Mainland Chinese people seek to find sometimes scrambled foreign-language translations will be out of luck, as Google announced over the weekend that it was retiring one of the few digital services it offered in the country.
Users on Reddit first noticed service was down late Friday. Attempts to access Google Ttranslated from the old mainland china address is now redirected to the Hong Kong site. Bloomberg noted that the Hong Kong version of the site cannot be accessed on the mainland without a VPN, marking Google’s decision as an effective shutdown of the service.
Google made its translation feature available in China in 2017, including a separate app that people in China could download.
Google did not immediately respond to Gizmodo’s request for comment, but the company confirmed with multiple outlets that it had discontinued service in China “due to low usage.” Tech Crunchwho originally reported on the news on Friday, noted that the hubbub surrounding the The upcoming National Congress of the Communist Party of China, which would mark the third term of the country’s President Xi Jingping, may have something to do with Google’s decision-making. Google China only has one less than 2% of online search cake in the country, according to Investopedia.
The American company has struggled to gain a foothold in China, not only because of market dominance by Baidu and Alibaba, but also because Google was stuck in the weeds of the Beijing government’s censorship policies. The search giant would have suffered from state sponsored hacks who undermined the company of its intellectual property and invaded Gmail addresses of human rights activists. In 2010, Google revealed that it no longer bow down to China’s censorship demands.

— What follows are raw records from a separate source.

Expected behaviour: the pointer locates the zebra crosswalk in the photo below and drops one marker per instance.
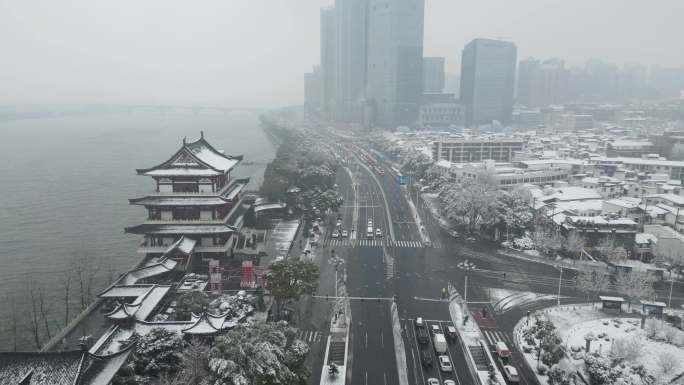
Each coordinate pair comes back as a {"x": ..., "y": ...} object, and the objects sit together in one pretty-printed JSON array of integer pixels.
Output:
[
  {"x": 494, "y": 336},
  {"x": 309, "y": 336},
  {"x": 377, "y": 243}
]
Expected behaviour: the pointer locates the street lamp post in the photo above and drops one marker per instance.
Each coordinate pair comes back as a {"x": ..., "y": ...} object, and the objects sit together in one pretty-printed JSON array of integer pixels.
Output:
[
  {"x": 466, "y": 266},
  {"x": 560, "y": 280}
]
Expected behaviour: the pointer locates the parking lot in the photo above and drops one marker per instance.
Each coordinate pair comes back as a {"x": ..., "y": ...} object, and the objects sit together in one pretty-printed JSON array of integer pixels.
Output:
[{"x": 416, "y": 351}]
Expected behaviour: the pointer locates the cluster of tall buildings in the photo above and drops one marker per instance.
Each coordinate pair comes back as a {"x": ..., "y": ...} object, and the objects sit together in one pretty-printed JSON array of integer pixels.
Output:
[
  {"x": 371, "y": 62},
  {"x": 372, "y": 72}
]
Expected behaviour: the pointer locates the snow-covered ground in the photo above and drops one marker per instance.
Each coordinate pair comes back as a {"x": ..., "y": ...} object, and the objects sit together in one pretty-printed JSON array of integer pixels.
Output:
[{"x": 574, "y": 323}]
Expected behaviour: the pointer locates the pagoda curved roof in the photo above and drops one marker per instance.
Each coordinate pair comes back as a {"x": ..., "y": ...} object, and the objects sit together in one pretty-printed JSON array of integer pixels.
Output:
[
  {"x": 172, "y": 228},
  {"x": 124, "y": 311},
  {"x": 206, "y": 323},
  {"x": 227, "y": 195},
  {"x": 198, "y": 158}
]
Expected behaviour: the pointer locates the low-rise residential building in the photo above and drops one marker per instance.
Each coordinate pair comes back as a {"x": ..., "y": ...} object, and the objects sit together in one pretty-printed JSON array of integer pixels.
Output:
[
  {"x": 675, "y": 169},
  {"x": 669, "y": 244},
  {"x": 593, "y": 230},
  {"x": 629, "y": 148},
  {"x": 606, "y": 186},
  {"x": 462, "y": 150}
]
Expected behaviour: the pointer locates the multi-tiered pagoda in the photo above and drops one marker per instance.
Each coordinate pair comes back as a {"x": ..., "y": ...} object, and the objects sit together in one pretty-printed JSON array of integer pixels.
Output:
[{"x": 190, "y": 210}]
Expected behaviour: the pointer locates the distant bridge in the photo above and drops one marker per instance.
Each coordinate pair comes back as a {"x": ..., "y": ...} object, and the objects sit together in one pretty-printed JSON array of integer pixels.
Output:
[{"x": 196, "y": 109}]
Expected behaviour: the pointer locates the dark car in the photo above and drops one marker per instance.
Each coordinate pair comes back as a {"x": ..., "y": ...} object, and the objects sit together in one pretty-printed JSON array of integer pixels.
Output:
[
  {"x": 422, "y": 336},
  {"x": 451, "y": 333},
  {"x": 426, "y": 359}
]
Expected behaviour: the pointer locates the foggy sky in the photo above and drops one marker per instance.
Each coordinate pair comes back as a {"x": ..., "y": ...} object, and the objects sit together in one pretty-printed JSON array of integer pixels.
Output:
[{"x": 253, "y": 53}]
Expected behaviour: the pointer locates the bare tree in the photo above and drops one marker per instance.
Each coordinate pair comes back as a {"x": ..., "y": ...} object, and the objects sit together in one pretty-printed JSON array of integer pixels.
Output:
[
  {"x": 44, "y": 311},
  {"x": 66, "y": 281},
  {"x": 617, "y": 254},
  {"x": 667, "y": 362},
  {"x": 604, "y": 246},
  {"x": 628, "y": 349},
  {"x": 33, "y": 312},
  {"x": 195, "y": 362},
  {"x": 634, "y": 286},
  {"x": 12, "y": 327},
  {"x": 574, "y": 244},
  {"x": 591, "y": 282}
]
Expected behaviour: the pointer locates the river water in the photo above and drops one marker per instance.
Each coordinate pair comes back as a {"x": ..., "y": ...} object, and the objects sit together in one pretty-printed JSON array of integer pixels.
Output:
[{"x": 64, "y": 185}]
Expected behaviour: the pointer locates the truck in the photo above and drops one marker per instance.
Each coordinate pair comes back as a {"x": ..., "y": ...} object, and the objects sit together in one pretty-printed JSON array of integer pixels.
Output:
[{"x": 440, "y": 343}]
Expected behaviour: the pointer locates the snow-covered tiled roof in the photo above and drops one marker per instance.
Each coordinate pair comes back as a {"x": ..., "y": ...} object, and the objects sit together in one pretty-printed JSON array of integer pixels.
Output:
[
  {"x": 182, "y": 172},
  {"x": 33, "y": 368},
  {"x": 625, "y": 202},
  {"x": 196, "y": 158},
  {"x": 611, "y": 299},
  {"x": 643, "y": 238},
  {"x": 196, "y": 228},
  {"x": 570, "y": 193},
  {"x": 206, "y": 323},
  {"x": 208, "y": 155}
]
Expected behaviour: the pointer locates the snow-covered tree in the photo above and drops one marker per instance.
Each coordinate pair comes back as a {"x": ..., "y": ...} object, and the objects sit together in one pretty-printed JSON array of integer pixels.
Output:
[
  {"x": 158, "y": 352},
  {"x": 617, "y": 254},
  {"x": 668, "y": 362},
  {"x": 290, "y": 279},
  {"x": 258, "y": 354},
  {"x": 634, "y": 286},
  {"x": 628, "y": 349},
  {"x": 574, "y": 244},
  {"x": 194, "y": 301},
  {"x": 591, "y": 282},
  {"x": 677, "y": 152}
]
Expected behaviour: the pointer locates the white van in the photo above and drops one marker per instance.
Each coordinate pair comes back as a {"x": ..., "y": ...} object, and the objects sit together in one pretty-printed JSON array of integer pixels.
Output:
[
  {"x": 502, "y": 350},
  {"x": 440, "y": 343}
]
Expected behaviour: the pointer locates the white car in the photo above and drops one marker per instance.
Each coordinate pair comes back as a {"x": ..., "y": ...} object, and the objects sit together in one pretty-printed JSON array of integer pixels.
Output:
[
  {"x": 511, "y": 373},
  {"x": 445, "y": 364}
]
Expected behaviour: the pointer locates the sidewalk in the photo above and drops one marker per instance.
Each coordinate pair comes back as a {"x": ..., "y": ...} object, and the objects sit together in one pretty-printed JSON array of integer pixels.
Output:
[{"x": 473, "y": 342}]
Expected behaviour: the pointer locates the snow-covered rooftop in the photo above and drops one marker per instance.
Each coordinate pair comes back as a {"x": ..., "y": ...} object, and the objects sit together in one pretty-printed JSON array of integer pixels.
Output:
[{"x": 570, "y": 193}]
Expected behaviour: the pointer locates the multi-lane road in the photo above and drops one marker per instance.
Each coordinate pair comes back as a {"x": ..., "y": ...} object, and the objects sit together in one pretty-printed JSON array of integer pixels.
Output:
[{"x": 402, "y": 268}]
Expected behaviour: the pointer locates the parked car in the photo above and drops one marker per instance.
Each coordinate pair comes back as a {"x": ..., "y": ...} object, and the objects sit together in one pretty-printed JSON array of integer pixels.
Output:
[
  {"x": 511, "y": 373},
  {"x": 445, "y": 364},
  {"x": 422, "y": 336},
  {"x": 451, "y": 333},
  {"x": 440, "y": 343},
  {"x": 426, "y": 359},
  {"x": 502, "y": 350}
]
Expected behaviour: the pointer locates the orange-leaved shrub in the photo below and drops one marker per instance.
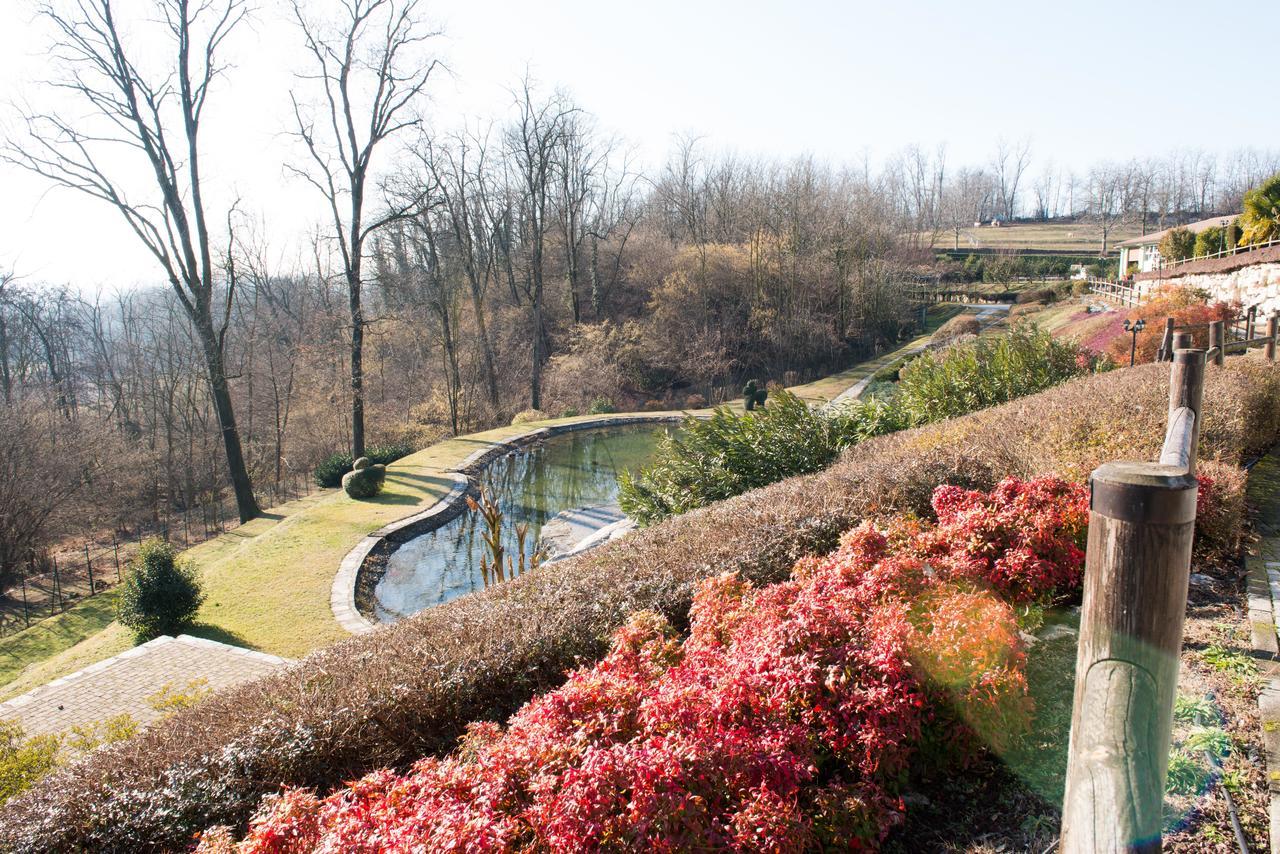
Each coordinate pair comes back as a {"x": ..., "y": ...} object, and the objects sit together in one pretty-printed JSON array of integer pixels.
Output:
[
  {"x": 786, "y": 721},
  {"x": 1187, "y": 306},
  {"x": 410, "y": 689}
]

JThis declared policy could only last for a time. In 2018, reports showed that Google planned to create a version of its search engine, code name Dragonflyit would prevent Chinese citizens from seeing content that their government did not want to see. Google has received a lot of criticism from freedom of expression advocatesespecially because around the same time, China heavily censored any information about brutal repression in Tibet. dragonfly leads to skirmishes within Googleand eventually the company scrapped its stimulus plans in China, according to a 2018 report from The Intercept.
Google subsequently has struggled to maintain a presence in the Chinese market while balancing calls for corporate resistance censorship. Google, along with other big tech companies, refused to transmit user data to Hong Kong cops once China took over island under his control. In April this year, Google censorship Hong Kong’s new CEO John Lee’s YouTube channel about US sanctions. The United States said Lee was instrumental in cracking down on free speech in Hong Kong.